Asiad champ looks to clear comeback hurdle
Guangzhou Asian Games champion Joseph Abraham is limping back to the track. The 79th Railways athletics championships that got underway here on Monday at the Jawaharlal Nehru Stadium will be his first 400m hurdles competition of the season. “It will enable me to evaluate my strength,” he said. Navneet Singh reports.india Updated: Aug 06, 2013 00:07 IST
Guangzhou Asian Games champion Joseph Abraham is limping back to the track. The 79th Railways athletics championships that got underway here on Monday at the Jawaharlal Nehru Stadium will be his first 400m hurdles competition of the season. “It will enable me to evaluate my strength,” he said.

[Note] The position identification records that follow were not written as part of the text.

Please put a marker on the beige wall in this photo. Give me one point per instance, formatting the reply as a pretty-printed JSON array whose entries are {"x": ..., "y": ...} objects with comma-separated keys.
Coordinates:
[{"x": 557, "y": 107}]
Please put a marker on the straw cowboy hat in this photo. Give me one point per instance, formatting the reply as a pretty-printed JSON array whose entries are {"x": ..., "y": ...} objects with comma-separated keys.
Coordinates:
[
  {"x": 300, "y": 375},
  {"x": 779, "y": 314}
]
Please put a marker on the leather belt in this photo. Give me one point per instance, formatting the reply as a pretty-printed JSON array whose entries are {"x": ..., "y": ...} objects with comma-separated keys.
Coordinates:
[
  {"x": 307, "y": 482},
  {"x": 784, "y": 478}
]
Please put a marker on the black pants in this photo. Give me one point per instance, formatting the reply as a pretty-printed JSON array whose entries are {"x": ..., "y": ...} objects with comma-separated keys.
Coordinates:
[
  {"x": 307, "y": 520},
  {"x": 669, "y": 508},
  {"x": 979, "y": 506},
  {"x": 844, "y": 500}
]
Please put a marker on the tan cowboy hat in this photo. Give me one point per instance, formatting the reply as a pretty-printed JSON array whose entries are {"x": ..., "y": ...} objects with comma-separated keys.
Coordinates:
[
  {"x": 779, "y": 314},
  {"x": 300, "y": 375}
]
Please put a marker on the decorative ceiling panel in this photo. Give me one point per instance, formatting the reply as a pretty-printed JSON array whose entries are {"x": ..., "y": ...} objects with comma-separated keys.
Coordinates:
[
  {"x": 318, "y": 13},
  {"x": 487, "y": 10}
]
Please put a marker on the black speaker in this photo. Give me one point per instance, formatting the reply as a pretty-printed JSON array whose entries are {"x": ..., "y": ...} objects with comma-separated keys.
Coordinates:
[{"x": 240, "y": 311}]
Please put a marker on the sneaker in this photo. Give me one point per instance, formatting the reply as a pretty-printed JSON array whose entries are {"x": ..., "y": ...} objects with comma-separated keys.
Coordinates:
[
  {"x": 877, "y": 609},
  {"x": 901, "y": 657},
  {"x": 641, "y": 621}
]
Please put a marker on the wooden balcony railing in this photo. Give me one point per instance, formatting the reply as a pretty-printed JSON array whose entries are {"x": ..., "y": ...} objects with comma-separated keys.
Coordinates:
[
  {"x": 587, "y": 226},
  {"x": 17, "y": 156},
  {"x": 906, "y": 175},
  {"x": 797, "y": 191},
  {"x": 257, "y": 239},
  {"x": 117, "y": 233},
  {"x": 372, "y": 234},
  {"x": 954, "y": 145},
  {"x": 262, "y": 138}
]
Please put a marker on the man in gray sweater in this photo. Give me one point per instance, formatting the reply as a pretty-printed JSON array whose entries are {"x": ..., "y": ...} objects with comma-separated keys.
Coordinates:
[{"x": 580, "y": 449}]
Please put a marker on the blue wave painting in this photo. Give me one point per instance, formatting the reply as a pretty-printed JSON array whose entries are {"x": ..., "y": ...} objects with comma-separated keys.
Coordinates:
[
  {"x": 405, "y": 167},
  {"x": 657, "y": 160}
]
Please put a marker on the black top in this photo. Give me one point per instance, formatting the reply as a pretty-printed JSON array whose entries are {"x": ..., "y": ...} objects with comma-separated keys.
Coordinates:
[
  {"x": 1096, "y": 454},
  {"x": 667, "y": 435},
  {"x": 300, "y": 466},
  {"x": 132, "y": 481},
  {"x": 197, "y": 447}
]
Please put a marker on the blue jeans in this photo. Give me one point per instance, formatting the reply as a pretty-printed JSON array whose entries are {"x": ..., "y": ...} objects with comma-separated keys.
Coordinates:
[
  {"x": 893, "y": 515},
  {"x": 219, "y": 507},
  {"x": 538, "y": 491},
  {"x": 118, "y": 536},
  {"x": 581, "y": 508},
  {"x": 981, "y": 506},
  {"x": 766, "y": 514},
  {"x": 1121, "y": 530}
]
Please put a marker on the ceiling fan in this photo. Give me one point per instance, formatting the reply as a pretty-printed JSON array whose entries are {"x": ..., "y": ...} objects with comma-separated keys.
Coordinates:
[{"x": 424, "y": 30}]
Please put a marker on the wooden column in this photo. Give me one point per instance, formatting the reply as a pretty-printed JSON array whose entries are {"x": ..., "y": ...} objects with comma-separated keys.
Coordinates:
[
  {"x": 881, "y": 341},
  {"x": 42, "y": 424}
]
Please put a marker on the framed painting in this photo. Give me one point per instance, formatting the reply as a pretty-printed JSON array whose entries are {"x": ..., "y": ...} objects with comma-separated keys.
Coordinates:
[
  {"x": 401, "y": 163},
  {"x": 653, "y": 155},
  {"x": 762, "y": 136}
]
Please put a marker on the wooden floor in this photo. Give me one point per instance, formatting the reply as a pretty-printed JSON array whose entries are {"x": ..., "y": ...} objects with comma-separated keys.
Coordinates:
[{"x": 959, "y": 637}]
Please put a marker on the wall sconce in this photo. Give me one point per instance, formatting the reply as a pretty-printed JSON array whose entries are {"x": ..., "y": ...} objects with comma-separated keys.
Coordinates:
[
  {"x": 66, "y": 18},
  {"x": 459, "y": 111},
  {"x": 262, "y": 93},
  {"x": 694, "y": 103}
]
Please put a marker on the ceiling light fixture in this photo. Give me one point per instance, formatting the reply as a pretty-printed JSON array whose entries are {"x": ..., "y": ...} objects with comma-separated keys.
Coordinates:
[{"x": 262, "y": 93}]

With just a year to go for the 2014 Asian Games in Incheon, South Korea, Abraham is candid in saying that any repeat of his Guangzhou effort will only be possible if he is able to achieve a certain level of fitness. “It won’t be that easy to dominate the event in Incheon,” the Southern Railways hurdler told HT on the sidelines of the meet.
After his exploit in the 2010 Guangzhou Asian Games -- he was the only Indian male athlete to win a track and field gold medal there - Abraham was rated as a bright prospect for the 2012 London Games. But instead of marching forward, the Asiad champion began slipping backwards.
Abraham’s coach, Rajinder Singh, blames petty politics in sports, giving it as the main reason that affected his trainee’s progress. Despite the champion tag, Joseph wasn’t provided international exposure to polish his skills in the build-up to the London Games.
This while almost all the top athletes in the camp, including other medal winners of the 2010 Asian Games, were given opportunity to train and compete abroad. At least a couple of international races, according to his coach, could have made the difference in achieving the qualifying mark for the London Olympics.
A right groin injury at the end of the 2012 competitive season added to his disappointment, forcing him off the track and resulting in his missing a major chunk of training early this year.
Despite the odds, Abraham, the first Indian athlete to run under 50 seconds in his event, hasn’t lost hope. “I have been training pretty well for the last two months. I should get my rhythm back in the next two months,” said the 30-year-old athlete from Kerala.
Abraham, who has shifted his training base from the National Institute of Sports in Patiala to the SAI centre in Thiruvananthapuram, is hopeful of getting international exposure at the right time. “Hope this time I am lucky,” said the national record holder.